Das zuständige Amtsgericht hat aber eine Festhalteanordnung ausgestellt, was heißt, dass Puigdemont in Gewahrsam bleibt. Über die Abschiebung wird das Oberlandesgericht in Schleswig entscheiden und das sollte eigentlich in 60 Tagen geschehen. Schaut man sich aber ähnliche Fälle an, sieht das in der Realität ganz anders aus. Da brauchte zum Beispiel die deutsche Justiz zur Auslieferung eines Basken mehr als ein Jahr. Dabei sollte der nur nach Frankreich ausgeliefert werden, wo rechtsstaatliche Standards - anders als in Spanien - weitgehend beachtet werden und auch nicht gefoltert wird. Kann es sich Deutschland erlauben, Puigdemont so lange in Haft zu nehmen, der sich einer unabhängigen Justiz nie entzogen hat?
Auch dieser Zeitrahmen von gut einem Jahr war nur möglich, da sich nach Ansicht der Verteidiger Deutschland "rechtswidrig" verhalten und den Asylantrag ihres Mandanten einfach ausgehebelt habe, indem man zu einem eher spanischen Vorgehen gegriffen hat. Der Asylantrag hätte den Vorgang noch deutlich verzögert. Und dieser Weg steht dem "legitimen Präsidenten" Kataloniens auch offen. Mit ihm kann man sicher nicht verfahren, wie mit einem weitgehend unbekannten Basken. Und auch im Fall des Basken wurde die Auslieferung nur unter Auflagen erlaubt. Ein Richter mit Fingerspitzengefühl verfügte, angesichts drohender Folter, dass Frankreich zusichern musste, das Folteropfer nach dem neuen Prozess nicht nach Spanien abschieben darf.

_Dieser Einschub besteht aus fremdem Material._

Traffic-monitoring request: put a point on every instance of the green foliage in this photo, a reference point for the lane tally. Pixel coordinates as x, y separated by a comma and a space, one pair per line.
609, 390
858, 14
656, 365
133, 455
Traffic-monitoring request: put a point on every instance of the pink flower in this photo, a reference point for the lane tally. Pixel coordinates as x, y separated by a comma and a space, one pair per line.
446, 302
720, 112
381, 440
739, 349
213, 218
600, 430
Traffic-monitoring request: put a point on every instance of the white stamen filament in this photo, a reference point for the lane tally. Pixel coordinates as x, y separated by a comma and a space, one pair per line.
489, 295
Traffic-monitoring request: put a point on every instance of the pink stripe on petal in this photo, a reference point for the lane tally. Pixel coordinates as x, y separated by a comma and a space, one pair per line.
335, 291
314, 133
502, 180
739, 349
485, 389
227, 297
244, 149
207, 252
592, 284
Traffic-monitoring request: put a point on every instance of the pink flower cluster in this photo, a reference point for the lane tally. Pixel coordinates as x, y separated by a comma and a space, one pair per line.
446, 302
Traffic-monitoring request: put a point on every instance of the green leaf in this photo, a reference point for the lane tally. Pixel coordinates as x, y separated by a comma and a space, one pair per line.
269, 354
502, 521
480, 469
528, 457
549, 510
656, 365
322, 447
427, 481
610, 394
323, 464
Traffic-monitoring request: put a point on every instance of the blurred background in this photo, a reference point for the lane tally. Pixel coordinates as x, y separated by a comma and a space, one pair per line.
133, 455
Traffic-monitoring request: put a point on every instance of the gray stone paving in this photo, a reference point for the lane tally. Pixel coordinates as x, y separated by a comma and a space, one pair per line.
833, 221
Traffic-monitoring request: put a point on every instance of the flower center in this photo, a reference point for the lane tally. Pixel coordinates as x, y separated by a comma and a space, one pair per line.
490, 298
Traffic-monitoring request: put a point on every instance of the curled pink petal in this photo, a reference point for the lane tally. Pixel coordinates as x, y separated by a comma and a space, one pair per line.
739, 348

So steht also Deutschland beim Versuch, sich zum Erfüllungsgehilfen der spanischen Repression zu machen, ein langer und zäher Vorgang bevor, in dem hart auch um die politischen Fragen und die besondere historische Verantwortung in der Frage gekämpft werden wird. Die Ablehnungsfront ist schon jetzt ziemlich breit und die Festnahme wird wohl eher dazu beitragen, die absurden undemokratischen Vorgänge Spaniens gegenüber den Katalanen noch deutlicher zu machen. Das zeichnet sich schon jetzt in einigen Medien ab, wenn man etwa Beiträge in der Süddeutschen Zeitung liest, wo nun plötzlich nach eher pro-spanischer Berichterstattung auch von einem "politischen Gefangenen" gesprochen wird.

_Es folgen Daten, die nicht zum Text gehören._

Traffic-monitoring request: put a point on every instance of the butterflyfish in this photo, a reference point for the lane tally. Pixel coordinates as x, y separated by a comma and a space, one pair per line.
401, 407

"Was macht der spanische Geheimdienst in Deutschland?"
Man darf auch die Frage stellen, wie es der grüne Christian Ströbele tut: "Was macht der spanische Geheimdienst in Deutschland?" Mit welcher Erlaubnis hat der CNI, der Puigdemont verfolgt hat, in Deutschland, Dänemark und Finnland spioniert. Auch hier drohen Nachfragen, die Linkspartei hat schon Widerstand angekündigt. Der Katalonienkenner Andrej Hunko nennt Puigdemont ebenfalls einen politischen Gefangenen, und der Linken-Chef Bernd Riexinger fordert seine sofortige Freilassung.

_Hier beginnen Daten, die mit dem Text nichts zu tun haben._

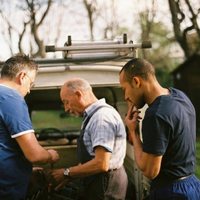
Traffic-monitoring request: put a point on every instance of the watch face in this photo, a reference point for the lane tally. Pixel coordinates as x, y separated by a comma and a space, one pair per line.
66, 172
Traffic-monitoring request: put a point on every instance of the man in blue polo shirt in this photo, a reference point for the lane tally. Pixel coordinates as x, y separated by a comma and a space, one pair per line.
19, 147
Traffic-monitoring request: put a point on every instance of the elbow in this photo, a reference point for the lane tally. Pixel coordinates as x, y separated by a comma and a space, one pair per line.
150, 174
103, 166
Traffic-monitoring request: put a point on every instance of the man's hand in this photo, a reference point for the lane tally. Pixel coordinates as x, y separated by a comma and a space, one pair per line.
58, 179
132, 122
54, 155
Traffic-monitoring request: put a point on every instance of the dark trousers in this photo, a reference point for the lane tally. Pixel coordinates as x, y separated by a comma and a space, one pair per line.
111, 185
187, 189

Dass es überhaupt eine Auslieferung wegen der Anklage wegen Rebellion (womit ein gewaltsamer öffentlicher Aufstand oder Putsch gemeint ist) geben wird, muss auch bezweifelt werden. Es wird weitgehend von Experten bezweifelt, dass der Vorwurf des Hochverrats hier herangezogen werden kann. Eigentlich hat sich die Bundesregierung ein ziemlich schwieriges Problem auf allen Ebenen aufgeladen, als man sich dazu entschlossen hat, Puigdemont in Deutschland festzunehmen, statt diese Frage in Belgien entscheiden zu lassen.
Man wusste wohl auch in Berlin, dass die Chancen für eine Auslieferung in Belgien mehr als trübe aussehen. Der Anwalt der drei ehemaligen Minister in Brüssel ist sehr zuversichtlich, dass sich der Richter Pablo Llanera, der die Haftbefehle schon einmal zurückziehen musste, nun eine blutige Nase bei einer unabhängigen Justiz holen werde. Gonzalo Boye meint, dass auf "die spanische Justiz eine große Überraschung wartet, wenn sie sehen wird, dass Belgien, Deutschland und Großbritannien nicht so reagieren werden, wie sie es sich wünscht". Von der Schweiz, wohin sich zuletzt auch die Generalsekretärin der Republikanischen Linken (ERC) abgesetzt hat, nicht zu sprechen. Denn dort zieht nicht einmal der europäische Haftbefehl, der eine inhaltliche Prüfung der Vorwürfe unmöglich macht.
So drängt sich auf, dass die Bundesregierung dem spanischen Regierungschef Mariano Rajoy einen Freundschaftsdienst leisten wollte, der angesichts von zahllosen Korruptionsskandalen auf der Kippe steht und jederzeit abstürzen kann, da auch der Widerstand in Spanien wieder auf allen Ebenen aufkeimt, wie die Frauen und Rentner gerade gezeigt haben.
Madrid schafft "katalanischen Frühling"
Die spanische Regierung hat es jedenfalls mit ihrem repressiven Vorgehen wieder geschafft, die zuletzt zerstrittenen Unabhängigkeitsparteien wieder zu einen. Nachdem Spanien gegen alle Rechtsnormen auch die Wahl des ehemaligen Regierungssprechers Jordi Turull zum katalanischen Regierungschef verhindert hat und Puigdemont in Deutschland festnehmen ließ, ist vielen in Katalonien nun definitiv die Hutschnur geplatzt.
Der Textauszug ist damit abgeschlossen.